Managed Account

What is a 'Managed Account'

A managed account is an investment account that is owned by an individual investor and overseen by a hired professional money manager. In contrast to mutual funds, which are professionally managed on behalf of many mutual-fund holders, managed accounts are personalized investment portfolios tailored to the specific needs of the account holder. With a mutual fund, the fund company hires a money manager who looks after investments in the fund's portfolio and may alter the fund's holdings in accordance with its objectives.

BREAKING DOWN 'Managed Account'

A managed account may hold assets, cash or title to property for the benefit of the client. The manager may buy and sell assets without the client’s prior approval, as long as the manager acts according to the client’s objectives. Because a managed account involves fiduciary duty, the manager must act in the best interest of the client, or potentially face civil or criminal penalties.

Similarities and Differences Between Managed Accounts and Mutual Funds

Managed accounts and mutual funds help diversify an investor’s portfolio. Pools of money are invested over a variety of securities that are actively managed by professional managers.
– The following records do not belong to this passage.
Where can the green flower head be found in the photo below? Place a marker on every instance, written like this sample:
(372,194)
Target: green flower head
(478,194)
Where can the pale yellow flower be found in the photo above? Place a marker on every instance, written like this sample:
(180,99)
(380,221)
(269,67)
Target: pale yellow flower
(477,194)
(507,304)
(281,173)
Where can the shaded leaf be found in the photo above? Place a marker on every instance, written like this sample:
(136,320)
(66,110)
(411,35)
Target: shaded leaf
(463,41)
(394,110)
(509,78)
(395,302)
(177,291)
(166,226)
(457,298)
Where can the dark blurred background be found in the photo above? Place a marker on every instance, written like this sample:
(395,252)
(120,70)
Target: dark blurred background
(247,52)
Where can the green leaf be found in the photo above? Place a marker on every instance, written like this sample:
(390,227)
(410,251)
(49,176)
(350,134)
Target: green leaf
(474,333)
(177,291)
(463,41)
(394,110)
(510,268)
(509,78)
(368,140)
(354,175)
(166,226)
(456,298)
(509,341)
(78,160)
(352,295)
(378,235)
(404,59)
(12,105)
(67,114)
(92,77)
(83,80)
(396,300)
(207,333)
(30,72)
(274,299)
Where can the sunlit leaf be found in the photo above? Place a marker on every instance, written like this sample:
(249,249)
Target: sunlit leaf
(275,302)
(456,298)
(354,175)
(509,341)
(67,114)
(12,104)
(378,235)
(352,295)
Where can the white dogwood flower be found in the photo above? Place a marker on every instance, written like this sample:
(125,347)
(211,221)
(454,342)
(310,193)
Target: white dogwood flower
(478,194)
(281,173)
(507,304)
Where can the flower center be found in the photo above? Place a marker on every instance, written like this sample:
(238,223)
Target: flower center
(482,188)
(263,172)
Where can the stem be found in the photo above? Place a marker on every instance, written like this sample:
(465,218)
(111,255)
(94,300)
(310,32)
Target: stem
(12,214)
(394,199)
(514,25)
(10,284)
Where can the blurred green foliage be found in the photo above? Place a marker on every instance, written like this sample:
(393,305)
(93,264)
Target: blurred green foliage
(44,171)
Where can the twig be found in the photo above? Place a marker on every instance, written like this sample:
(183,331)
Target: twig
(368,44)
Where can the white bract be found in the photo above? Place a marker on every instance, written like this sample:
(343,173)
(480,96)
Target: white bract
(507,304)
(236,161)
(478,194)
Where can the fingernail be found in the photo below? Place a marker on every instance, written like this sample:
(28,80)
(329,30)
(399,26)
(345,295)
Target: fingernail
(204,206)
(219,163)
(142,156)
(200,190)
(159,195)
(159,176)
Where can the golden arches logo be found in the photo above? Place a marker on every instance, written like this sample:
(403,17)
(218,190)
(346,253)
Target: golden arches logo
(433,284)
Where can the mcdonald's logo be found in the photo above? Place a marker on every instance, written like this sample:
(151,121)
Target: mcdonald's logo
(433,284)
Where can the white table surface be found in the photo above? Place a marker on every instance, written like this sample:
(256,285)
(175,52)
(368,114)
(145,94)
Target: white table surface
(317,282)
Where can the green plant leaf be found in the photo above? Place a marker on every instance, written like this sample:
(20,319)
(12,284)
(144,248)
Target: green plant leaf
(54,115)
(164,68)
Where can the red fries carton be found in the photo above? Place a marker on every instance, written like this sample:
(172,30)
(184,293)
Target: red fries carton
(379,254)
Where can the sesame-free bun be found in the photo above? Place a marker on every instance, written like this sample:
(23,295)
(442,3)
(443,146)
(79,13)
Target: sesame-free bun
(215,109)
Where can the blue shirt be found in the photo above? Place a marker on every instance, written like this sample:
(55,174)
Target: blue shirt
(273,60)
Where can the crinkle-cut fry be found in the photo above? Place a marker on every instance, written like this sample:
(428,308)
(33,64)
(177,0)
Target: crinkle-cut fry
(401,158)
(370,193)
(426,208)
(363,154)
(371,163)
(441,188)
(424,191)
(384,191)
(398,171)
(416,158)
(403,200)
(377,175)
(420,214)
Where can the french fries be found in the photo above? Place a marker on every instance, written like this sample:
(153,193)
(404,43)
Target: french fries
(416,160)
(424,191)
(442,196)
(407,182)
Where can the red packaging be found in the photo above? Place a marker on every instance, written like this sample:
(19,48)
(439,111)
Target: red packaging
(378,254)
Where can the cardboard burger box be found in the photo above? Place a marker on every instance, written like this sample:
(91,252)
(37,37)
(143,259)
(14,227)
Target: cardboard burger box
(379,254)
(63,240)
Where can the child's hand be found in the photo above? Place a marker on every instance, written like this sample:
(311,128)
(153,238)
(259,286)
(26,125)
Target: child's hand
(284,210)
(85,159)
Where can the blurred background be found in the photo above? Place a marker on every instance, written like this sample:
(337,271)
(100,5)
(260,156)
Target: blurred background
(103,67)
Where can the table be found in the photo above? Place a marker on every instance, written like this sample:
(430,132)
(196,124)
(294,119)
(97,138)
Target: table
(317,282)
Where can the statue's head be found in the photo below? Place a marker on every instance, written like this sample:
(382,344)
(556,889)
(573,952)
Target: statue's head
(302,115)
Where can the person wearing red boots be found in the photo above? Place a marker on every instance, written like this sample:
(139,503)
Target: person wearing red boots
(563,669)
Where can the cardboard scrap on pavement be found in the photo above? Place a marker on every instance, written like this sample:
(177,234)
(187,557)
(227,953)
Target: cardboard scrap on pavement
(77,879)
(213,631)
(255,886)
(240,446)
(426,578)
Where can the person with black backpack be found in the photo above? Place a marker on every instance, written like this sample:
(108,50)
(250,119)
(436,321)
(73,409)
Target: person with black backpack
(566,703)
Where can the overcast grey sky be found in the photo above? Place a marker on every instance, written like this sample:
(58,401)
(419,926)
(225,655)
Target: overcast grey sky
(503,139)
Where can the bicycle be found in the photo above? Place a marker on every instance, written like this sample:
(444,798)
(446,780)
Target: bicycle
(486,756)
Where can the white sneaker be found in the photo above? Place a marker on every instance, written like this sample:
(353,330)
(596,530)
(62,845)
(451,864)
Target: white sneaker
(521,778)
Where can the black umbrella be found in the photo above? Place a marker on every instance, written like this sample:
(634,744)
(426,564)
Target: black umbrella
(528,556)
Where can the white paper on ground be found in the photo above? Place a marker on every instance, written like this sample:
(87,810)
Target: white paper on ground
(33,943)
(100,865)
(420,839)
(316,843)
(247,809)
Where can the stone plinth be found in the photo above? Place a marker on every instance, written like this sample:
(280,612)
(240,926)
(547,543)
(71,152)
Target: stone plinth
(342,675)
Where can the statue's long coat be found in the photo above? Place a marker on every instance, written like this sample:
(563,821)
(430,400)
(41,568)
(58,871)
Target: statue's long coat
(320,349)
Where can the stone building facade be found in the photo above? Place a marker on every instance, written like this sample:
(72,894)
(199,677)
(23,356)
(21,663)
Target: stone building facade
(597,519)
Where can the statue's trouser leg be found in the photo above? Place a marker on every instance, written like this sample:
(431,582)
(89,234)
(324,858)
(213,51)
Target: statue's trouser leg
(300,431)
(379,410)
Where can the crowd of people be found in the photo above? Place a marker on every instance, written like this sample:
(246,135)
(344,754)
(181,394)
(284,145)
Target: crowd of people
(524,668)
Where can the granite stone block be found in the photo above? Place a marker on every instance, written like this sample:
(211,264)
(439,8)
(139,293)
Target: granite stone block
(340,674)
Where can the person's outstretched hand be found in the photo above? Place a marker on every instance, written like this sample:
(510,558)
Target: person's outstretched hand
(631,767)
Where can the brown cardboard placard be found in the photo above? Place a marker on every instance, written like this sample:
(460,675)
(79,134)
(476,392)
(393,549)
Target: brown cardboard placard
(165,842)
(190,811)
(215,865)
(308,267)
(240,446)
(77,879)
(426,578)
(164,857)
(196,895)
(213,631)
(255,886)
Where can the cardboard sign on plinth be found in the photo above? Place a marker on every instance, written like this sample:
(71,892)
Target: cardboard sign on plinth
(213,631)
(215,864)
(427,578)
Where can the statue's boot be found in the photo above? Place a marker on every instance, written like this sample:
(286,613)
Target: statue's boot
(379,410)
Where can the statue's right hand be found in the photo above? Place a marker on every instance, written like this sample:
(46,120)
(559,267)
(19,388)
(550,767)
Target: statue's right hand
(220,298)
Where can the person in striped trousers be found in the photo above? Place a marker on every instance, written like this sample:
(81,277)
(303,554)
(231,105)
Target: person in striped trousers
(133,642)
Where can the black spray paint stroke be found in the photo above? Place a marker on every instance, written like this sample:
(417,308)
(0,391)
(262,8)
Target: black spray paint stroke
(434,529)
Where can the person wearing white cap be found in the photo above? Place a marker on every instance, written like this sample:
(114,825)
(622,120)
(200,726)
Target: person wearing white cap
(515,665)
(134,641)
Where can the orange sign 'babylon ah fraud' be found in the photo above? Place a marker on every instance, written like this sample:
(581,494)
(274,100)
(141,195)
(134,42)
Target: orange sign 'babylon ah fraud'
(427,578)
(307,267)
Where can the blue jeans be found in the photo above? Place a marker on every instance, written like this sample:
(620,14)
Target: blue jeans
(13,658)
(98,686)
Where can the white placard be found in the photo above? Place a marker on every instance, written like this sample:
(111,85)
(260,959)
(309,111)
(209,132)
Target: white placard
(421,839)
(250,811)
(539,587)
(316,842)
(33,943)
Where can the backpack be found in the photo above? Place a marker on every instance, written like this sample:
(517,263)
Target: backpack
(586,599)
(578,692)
However, with a managed account, the investor puts in money, and the manager purchases and places physical shares of securities in the account. The account holder owns the securities and may have the manager sell them as desired. In contrast, mutual funds are classified by investors’ risk tolerance and the funds’ investment objectives, not by individual preferences. For example, an investor with an aggressive growth profile may purchase volatile stocks, whereas a conservative investor may purchase safer investments. Also, investors purchasing shares of a mutual fund own a percentage of the value of the fund, not the fund itself.

With a managed account, days may pass before the manager has the money fully invested. Also, managers may liquidate securities at specific times only. Conversely, shares of mutual funds may typically be purchased and redeemed as desired.

When owning a managed account, the manager may attempt to offset gains and losses by buying and selling assets when it is the most tax-efficient time to do so. This may result in little or no tax liability. In contrast, mutual fund shareholders owe taxes on capital gains when portfolio managers sell underlying stocks for a profit. Therefore, shareholders have no control over when capital gains are realized.

Example of a Managed Account

In July 2016, the use of managed accounts was increasing as institutional investors withdrew from hedge funds due to disapproval of fees, returns and transparency. The investors wanted broader platforms, customized strategies, full control over their separate accounts, daily valuation, significantly lower fees and full transparency of portfolio holdings.

The Alaska Permanent Fund Corp. in Juneau redeemed $2 billion in hedge funds to invest in a managed account so that investment choices would be made in-house. Likewise, the Iowa Public Employees’ Retirement System in Des Moines was setting up plans for moving investments to managed accounts with seven firms.